Mukhtar Ghazel, Shovlin Claire L
National Heart and Lung Institute Imperial College London London UK.
Imperial College School of Medicine London UK.
EJHaem. 2023 Jul 3;4(3):602-611. doi: 10.1002/jha2.746. eCollection 2023 Aug.
Hereditary haemorrhagic telangiectasia (HHT) can result in challenging anaemia and thrombosis phenotypes. Clinical presentations of HHT vary for relatives with identical casual mutations, suggesting other factors may modify severity. To examine objectively, we developed unsupervised machine learning algorithms to test whether haematological data at presentation could be categorised into sub-groupings and fitted to known biological factors. With ethical approval, we examined 10 complete blood count (CBC) variables, four iron index variables, four coagulation variables and eight iron/coagulation indices combined from 336 genotyped HHT patients (40% male, 60% female, 86.5% not using iron supplementation) at a single centre. T-SNE unsupervised, dimension reduction, machine learning algorithms assigned each high-dimensional datapoint to a location in a two-dimensional plane. k-Means clustering algorithms grouped into profiles, enabling visualisation and inter-profile comparisons of patients' clinical and genetic features. The unsupervised machine learning algorithms using t-SNE and k-Means identified two distinct CBC profiles, two iron profiles, four clotting profiles and three combined profiles. Validating the methodology, profiles for CBC or iron indices fitted expected patterns for haemorrhage. Distinct coagulation profiles displayed no association with age, sex, C-reactive protein, pulmonary arteriovenous malformations (AVMs), / genotype or epistaxis severity. The most distinct profiles were from t-SNE/k-Means analyses of combined iron-coagulation indices and mapped to three risk states - for venous thromboembolism in HHT; for ischaemic stroke attributed to paradoxical emboli through pulmonary AVMs in HHT; and for cerebral abscess attributed to odontogenic bacteremias in immunocompetent HHT patients with right-to-left shunting through pulmonary AVMs. In conclusion, unsupervised machine learning algorithms categorise HHT haematological indices into distinct, clinically relevant profiles which are independent of age, sex or HHT genotype. Further evaluation may inform prophylaxis and management for HHT patients' haemorrhagic and thrombotic phenotypes.

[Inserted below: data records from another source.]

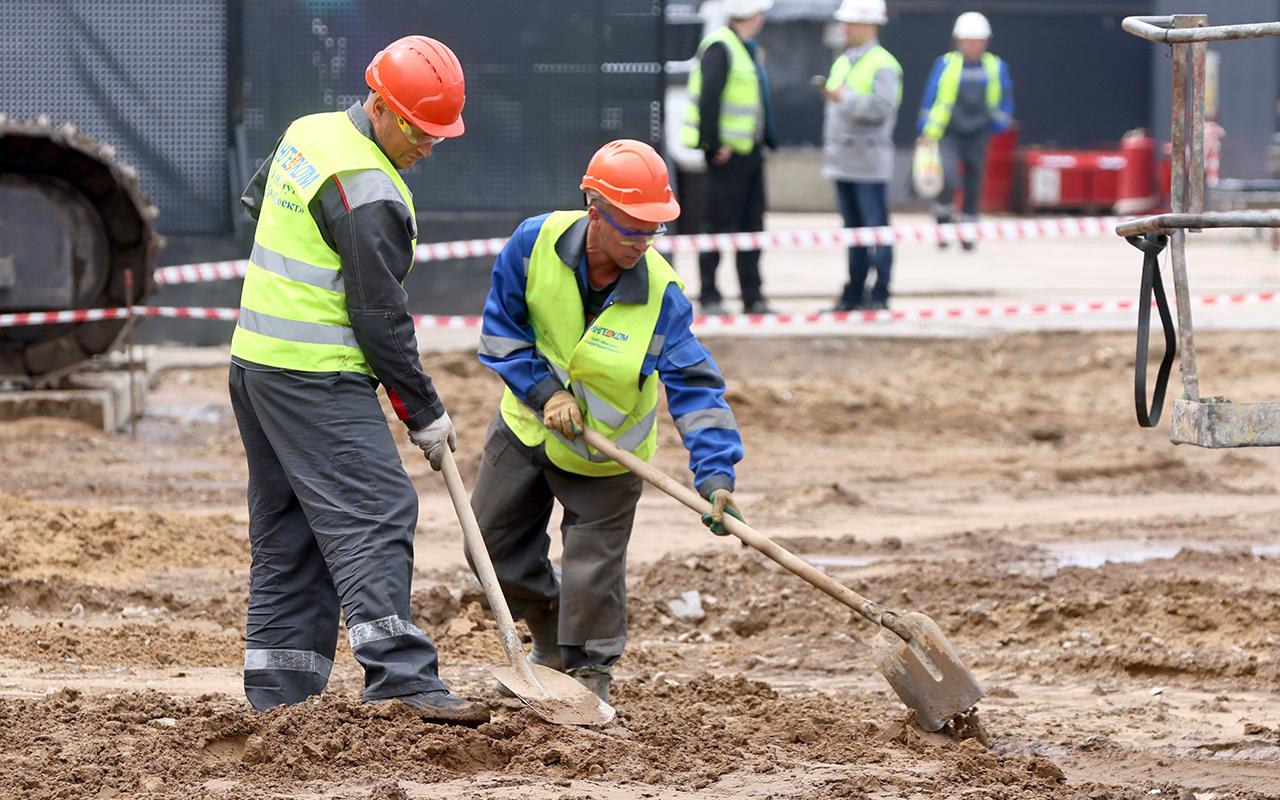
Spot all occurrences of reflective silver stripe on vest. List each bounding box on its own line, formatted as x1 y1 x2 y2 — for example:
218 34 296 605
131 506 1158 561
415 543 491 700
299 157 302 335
237 306 360 349
721 119 758 138
646 333 667 356
721 102 759 116
347 616 426 650
676 408 737 438
476 333 534 358
248 242 346 293
338 169 404 209
573 380 627 428
539 408 658 463
244 650 333 677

遗传性出血性毛细血管扩张症(HHT)可导致具有挑战性的贫血和血栓形成表型。HHT的临床表现因具有相同致病突变的亲属而异,这表明其他因素可能会改变疾病的严重程度。为了进行客观研究,我们开发了无监督机器学习算法,以测试就诊时的血液学数据是否可以分类为亚组,并与已知的生物学因素相匹配。在获得伦理批准后,我们在一个中心检查了336例基因分型的HHT患者(40%为男性,60%为女性,86.5%未使用铁补充剂)的10项全血细胞计数(CBC)变量、4项铁指标变量、4项凝血变量以及8项铁/凝血指标。T-SNE无监督降维机器学习算法将每个高维数据点分配到二维平面中的一个位置。k均值聚类算法将数据分组为不同的特征,从而能够对患者的临床和遗传特征进行可视化和特征间比较。使用t-SNE和k均值的无监督机器学习算法识别出两种不同的CBC特征、两种铁特征、四种凝血特征和三种综合特征。对该方法进行验证时,CBC或铁指标的特征符合出血的预期模式。不同的凝血特征与年龄、性别、C反应蛋白、肺动静脉畸形(AVM)、基因型或鼻出血严重程度无关。最明显的特征来自铁-凝血综合指标的t-SNE/k均值分析,并映射到三种风险状态——HHT患者发生静脉血栓栓塞;HHT患者因通过肺AVM的反常栓塞导致缺血性中风;免疫功能正常的HHT患者因通过肺AVM的右向左分流导致牙源性菌血症引起脑脓肿。总之,无监督机器学习算法将HHT血液学指标分类为不同的、与临床相关的特征,这些特征独立于年龄、性别或HHT基因型。进一步评估可能为HHT患者出血和血栓形成表型的预防和管理提供依据。